WILD AT HEART (1990)
Reviewed by Jerry Saravia
(One of the best films of the 90's)
'The whole world is wild at heart and weird on top'.
That statement could sum up director David Lynch's film career. It is a line delivered by Lula (Laura Dern), the sexy siren who has a thing for Sailor (Nicolas Cage), the ex-convict. He gets out of jail and is picked up by Lula as they embark on a truly strange odyssey where they find oily, snarly hit men and other unlikable louts like dishonorable thieves with bad teeth and so on. Their first stop on this ride is the hotel at the Cape Fear. Welcome to the wonderful world of David Lynch.

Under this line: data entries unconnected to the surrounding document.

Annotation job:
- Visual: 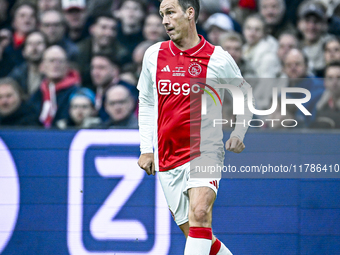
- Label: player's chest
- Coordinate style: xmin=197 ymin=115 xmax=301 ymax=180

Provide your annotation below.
xmin=155 ymin=54 xmax=209 ymax=98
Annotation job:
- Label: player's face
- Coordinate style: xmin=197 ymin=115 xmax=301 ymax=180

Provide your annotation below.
xmin=91 ymin=56 xmax=117 ymax=87
xmin=159 ymin=0 xmax=189 ymax=43
xmin=284 ymin=49 xmax=307 ymax=79
xmin=243 ymin=18 xmax=264 ymax=46
xmin=277 ymin=34 xmax=298 ymax=61
xmin=260 ymin=0 xmax=284 ymax=25
xmin=298 ymin=15 xmax=326 ymax=43
xmin=70 ymin=97 xmax=94 ymax=125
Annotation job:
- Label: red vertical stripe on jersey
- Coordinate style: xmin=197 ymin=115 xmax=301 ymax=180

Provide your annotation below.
xmin=156 ymin=37 xmax=214 ymax=171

The crux of the film is the love story between Sailor and Lula, a match made in heaven who indulge in sex, cigarettes, bars, clubs, more sex and finally, a robbery. Lula's mother (Diane Ladd) hates Sailor and wishes him dead, especially for killing a hit man she hired eons ago. She refuses to have Sailor dominate her daughter's life again and asks the help of a cold-blooded killer (J.E. Freeman) to kill Sailor and a private detective, Johnnie Farragut (Harry Dean Stanton), she already sent to track Sailor! Meanwhile, Sailor and Lula travel from motel to motel meeting an assortment of characters along the way, including a hoodlum named Bobby Peru (Willem Dafoe) who has robbery on his mind. And then there is a discovery that Lula is pregnant. Plus, we see nude aides to a drug baron who goes by the name, Mr. Reindeer. Then there is some vomiting, an attempted rape, and a hapless victim of a car accident. Oh, yes and for more demented goings-on, there is a town named Big Tuna in Texas, a robbery involving hands and heads blown off, and a hysterically funny Crispin Glover as a disturbed individual who lets insects crawl in his butt. And there are all those "Wizard of Oz" homages in every scene. No Lynch film can be complete without a cameo by Jack Nance ("Eraserhead") as...well, you have to see it.
"Wild at Heart" is based on a novel by Barry Gifford and it could best be described as a zany, obscene, hellish variation on "Wizard of Oz" with songs by Elvis. It is consistenly funny, crude, violent and bizarre in its melding of film noir with a Western landscape and its near parodic overtones. But it is not serious noir - more like a pulp fiction carnival of raging emotions and pure malevolence. It is so melodramatic and over-the-top that it achieves a new low in cinematic crudity. And yet, as directed by David Lynch, it has such a breezy, non-stop attitude of anything goes in this weird world that it achieves a new kind of hip poetry. Considering it was released in 1990 and won the coveted Golden Palm award at Cannes, I see it as the precursor to Oliver Stone's "Natural Born Killers" and Quentin Tarantino's "Pulp Fiction" in terms of the high energy level, histrionic performances and the postmodern genre-bending of noir staples that find their own bizarre infusion from Lynch's own insane mind.
"Wild at Heart" is a fusion of all the cliches of the road movie genre with distinct Lynch-isms throughout. But this is no "Bonnie and Clyde" revisited - it is too strange and amoral for the mainstream movie crowd yet it is too watchable and chaotic to easily dismiss. Either way, it is one hell of a ride at the movies.